After I became a follower of Christ (about 7Th grade) I would spend a great deal of time pondering this thought of "the end." Not just pondering but being completely terrified by it! I knew I was supposed to eagerly await for that day, but I don't think I really understood why. After all, my dream was to finish school, get married and have children! Yes, go figure, I was a typical girl! And in my head I always tried to justify that that was supposed to happen first because these were great desires of mine, nothing else really mattered. I wasn't really a girl that spent time worrying about boys or dating them, but one day I wanted to get married! Because I had this great desire for love and marriage and all of that, I thought there is no way that wasn't happening. I know this sounds like such a girly girly thing to say... but really... I am one! :)With that, please know there were other things that went into the axiety of thinking about the coming of the Lord, partly just not being able to grasp it.

Now let me explain the past year.

The last year or so I have struggled a lot, with where I am now, why I am here and when I can leave. With that I mean my actual physical location. I have wrestled a great deal with why I ever left Nashville, a place I loved to come back to Texas the place I spent the first 18 or so years of my life. Don't get me wrong, I LOVE LOVE LOVE my family BUT I love Nashville too.

Now let me bring you to current thoughts of mine.

I started praying that the Lord would change my desires to match His, because His plans really are always much sweeter than my own! So here I am in the place I don't want to be(Texas) Yet, it has been such a sweet time with the Lord. Growing up I never really questioned things, I didn't have the desire to rebel authority or any of the such. But I just could not see what the point was in me being here. I started praying for this, realizing that I was here for a purpose I just didn't want it to be so hard. One night when I was reading in Psalm 16, I came across verse 11. The middle part of it says, " in your presence there is fullness of joy." Talk about something that is so clear at that moment! It really was like... okay Lord you are here, I am in your presence, even here in Texas. It really was like a sudden moment of "I will find Joy here because I am right in the middle of your presence!"

okay... so back to the first paragraph...

In this whole God changing my desires to match His, I began to see this sweet picture of eternity with Jesus. Not that the desire to be a wife and mother have been Xed out of my life, not even close! But that eternity with Him is the ultimate desire, the most precious thought.

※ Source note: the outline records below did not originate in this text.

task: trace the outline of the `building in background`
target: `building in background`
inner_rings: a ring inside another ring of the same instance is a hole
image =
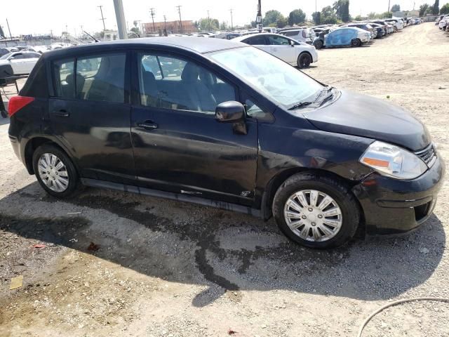
[[[161,22],[154,22],[153,28],[153,22],[142,23],[142,34],[150,35],[153,34],[159,34],[159,32],[163,34],[163,29],[167,27],[167,34],[176,34],[181,32],[181,27],[179,21],[162,21]],[[182,21],[182,33],[188,34],[198,32],[198,29],[194,25],[194,22],[189,20]]]

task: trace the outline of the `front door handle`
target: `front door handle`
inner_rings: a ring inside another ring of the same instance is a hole
[[[64,109],[61,109],[60,110],[54,112],[53,115],[58,117],[68,117],[70,116],[70,112]]]
[[[152,121],[145,121],[143,123],[138,123],[138,126],[145,130],[154,130],[157,128],[158,125]]]

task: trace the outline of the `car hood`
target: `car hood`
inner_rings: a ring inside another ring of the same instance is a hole
[[[431,141],[426,127],[410,112],[384,100],[342,91],[333,103],[304,117],[324,131],[383,140],[412,151]]]

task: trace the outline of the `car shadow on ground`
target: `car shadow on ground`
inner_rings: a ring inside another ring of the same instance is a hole
[[[287,240],[272,220],[106,190],[61,201],[37,183],[0,200],[0,230],[152,277],[207,285],[192,300],[198,307],[239,290],[389,299],[429,279],[445,245],[434,215],[403,237],[316,251]],[[99,250],[88,249],[91,242]]]

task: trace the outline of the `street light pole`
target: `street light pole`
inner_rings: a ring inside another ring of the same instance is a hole
[[[114,8],[115,9],[115,16],[117,20],[119,38],[122,40],[126,39],[128,39],[128,32],[126,31],[126,22],[125,20],[125,12],[123,11],[122,1],[114,0]]]
[[[181,7],[182,7],[182,6],[179,5],[179,6],[177,6],[176,7],[177,7],[177,11],[180,13],[180,27],[181,27],[181,34],[182,34],[182,20],[181,20]]]
[[[261,0],[259,0],[259,5],[257,6],[257,16],[255,18],[255,23],[257,25],[259,32],[261,33],[264,26],[262,22],[262,5],[260,4],[260,1]]]
[[[105,25],[105,18],[103,17],[103,9],[102,9],[102,5],[100,5],[98,6],[97,7],[100,7],[100,12],[101,13],[101,20],[103,22],[103,30],[106,30],[106,25]]]
[[[154,15],[156,13],[154,12],[154,8],[149,8],[150,15],[152,15],[152,20],[153,21],[153,32],[156,32],[156,27],[154,26]]]

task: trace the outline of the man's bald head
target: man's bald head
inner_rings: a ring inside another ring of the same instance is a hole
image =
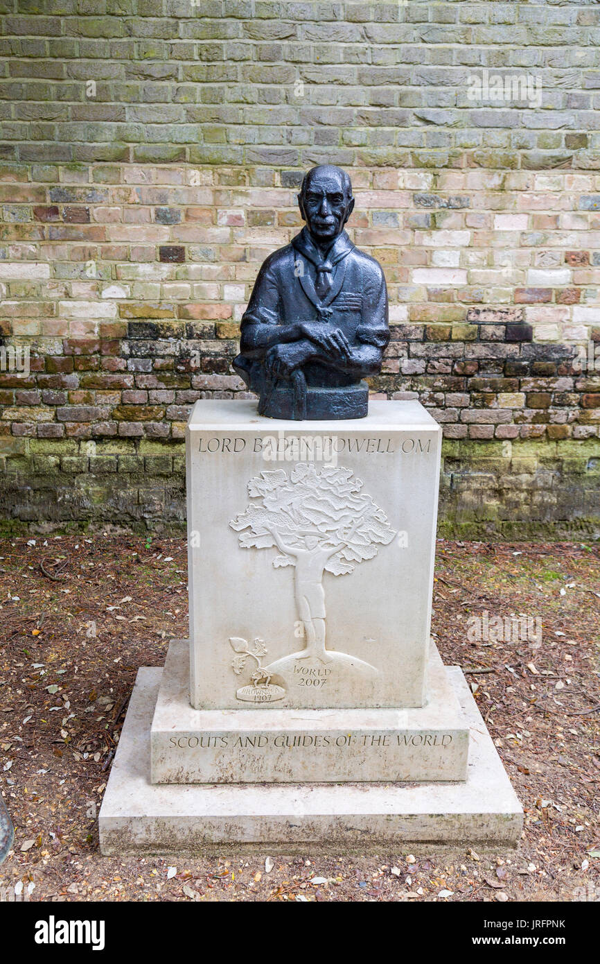
[[[298,204],[313,240],[330,244],[343,231],[354,206],[351,179],[332,164],[311,168],[304,174]]]
[[[326,180],[337,180],[344,190],[344,194],[347,198],[352,198],[352,185],[350,179],[350,175],[342,171],[341,168],[336,168],[334,164],[320,164],[317,168],[311,168],[307,171],[302,177],[302,184],[300,187],[300,197],[305,194],[308,186],[315,179]]]

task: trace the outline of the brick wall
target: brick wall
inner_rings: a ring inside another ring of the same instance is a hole
[[[444,429],[441,531],[596,530],[597,4],[0,13],[0,324],[30,350],[0,371],[7,525],[183,521],[187,414],[242,392],[251,283],[330,160],[388,281],[373,391]]]

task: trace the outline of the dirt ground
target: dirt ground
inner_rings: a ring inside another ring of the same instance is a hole
[[[517,850],[107,859],[96,815],[136,672],[187,634],[183,539],[0,541],[0,897],[598,900],[600,548],[439,541],[432,629],[525,810]],[[487,613],[487,617],[485,617]],[[499,628],[496,617],[511,614]]]

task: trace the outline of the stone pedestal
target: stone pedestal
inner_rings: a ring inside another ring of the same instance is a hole
[[[104,853],[514,844],[522,811],[430,645],[439,426],[416,402],[188,424],[190,639],[140,671]]]

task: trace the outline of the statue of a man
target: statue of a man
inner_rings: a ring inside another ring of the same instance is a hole
[[[389,341],[379,264],[344,226],[354,206],[348,174],[324,165],[304,176],[306,226],[262,265],[242,318],[233,367],[272,418],[362,418]]]

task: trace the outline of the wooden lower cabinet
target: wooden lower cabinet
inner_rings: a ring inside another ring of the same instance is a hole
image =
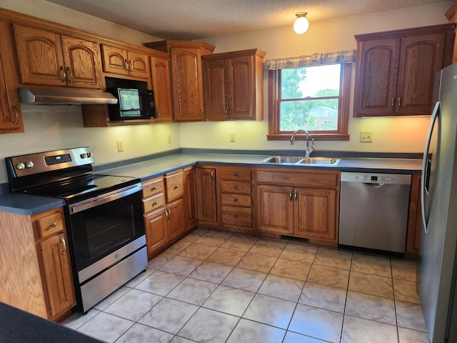
[[[216,168],[197,166],[196,198],[199,223],[217,227],[219,221],[216,196]]]
[[[339,172],[256,171],[257,229],[336,247]]]
[[[0,301],[51,320],[76,297],[63,209],[34,216],[0,212]]]
[[[173,244],[189,229],[184,221],[183,170],[144,181],[143,210],[148,257]]]

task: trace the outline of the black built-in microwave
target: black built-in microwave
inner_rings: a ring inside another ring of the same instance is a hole
[[[117,99],[117,104],[108,105],[110,120],[143,119],[156,116],[154,94],[151,89],[107,88]]]

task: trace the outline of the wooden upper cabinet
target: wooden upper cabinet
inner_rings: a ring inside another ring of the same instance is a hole
[[[145,45],[170,54],[174,119],[176,121],[205,120],[201,56],[212,54],[215,46],[207,43],[184,41],[161,41]]]
[[[356,36],[354,116],[429,115],[435,74],[451,60],[451,24]]]
[[[8,24],[0,21],[0,134],[24,132]]]
[[[99,44],[14,24],[21,82],[101,88]]]
[[[251,49],[202,57],[208,120],[263,118],[264,56]]]
[[[156,121],[173,120],[171,84],[168,58],[151,56],[152,87],[156,101]]]
[[[149,79],[149,62],[146,54],[102,44],[103,70],[105,73]]]

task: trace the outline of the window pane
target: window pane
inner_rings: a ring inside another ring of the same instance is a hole
[[[338,99],[281,101],[280,130],[338,129]]]
[[[341,64],[308,66],[281,71],[281,99],[337,96]]]

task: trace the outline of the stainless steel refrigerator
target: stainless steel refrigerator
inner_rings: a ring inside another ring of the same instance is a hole
[[[423,161],[417,286],[432,343],[457,342],[457,64],[435,77]]]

A song that I greatly love is called Soon, by Brooke Fraser! If you haven't heard it you should probably stop reading this and download it! Here are the words...

Soon and very soon
My King is coming
Robed in righteousness
And crowned with love
When I see Him, I shall be made like Him
Soon and very soon

Soon and very soon
I'll be going to the place He has prepared for me
Then my sin erased, my shameful garden
Soon and very soon

I will be with the One I love
With unveiled face I'll see Him
There my soul with be satisfied
Soon and very soon


Soon and very soon
See the procession
The angels and the elders round the thrown
At His feet I lay
My grant, my wishing
Soon and very soon

I will be with the One I love
With unveiled face I'll see Him
There my soul with be satisfied
Soon and very soon

Though I have not seen Him
My heart knows Him well
Jesus Christ the Lamb, the Lord of heaven


I will be with the One I love
With unveiled face I'll see Him
There my soul with be satisfied

what a lovely lovely thought! I haven't figured it all out... obviously... or I wouldn't just be blogging about it.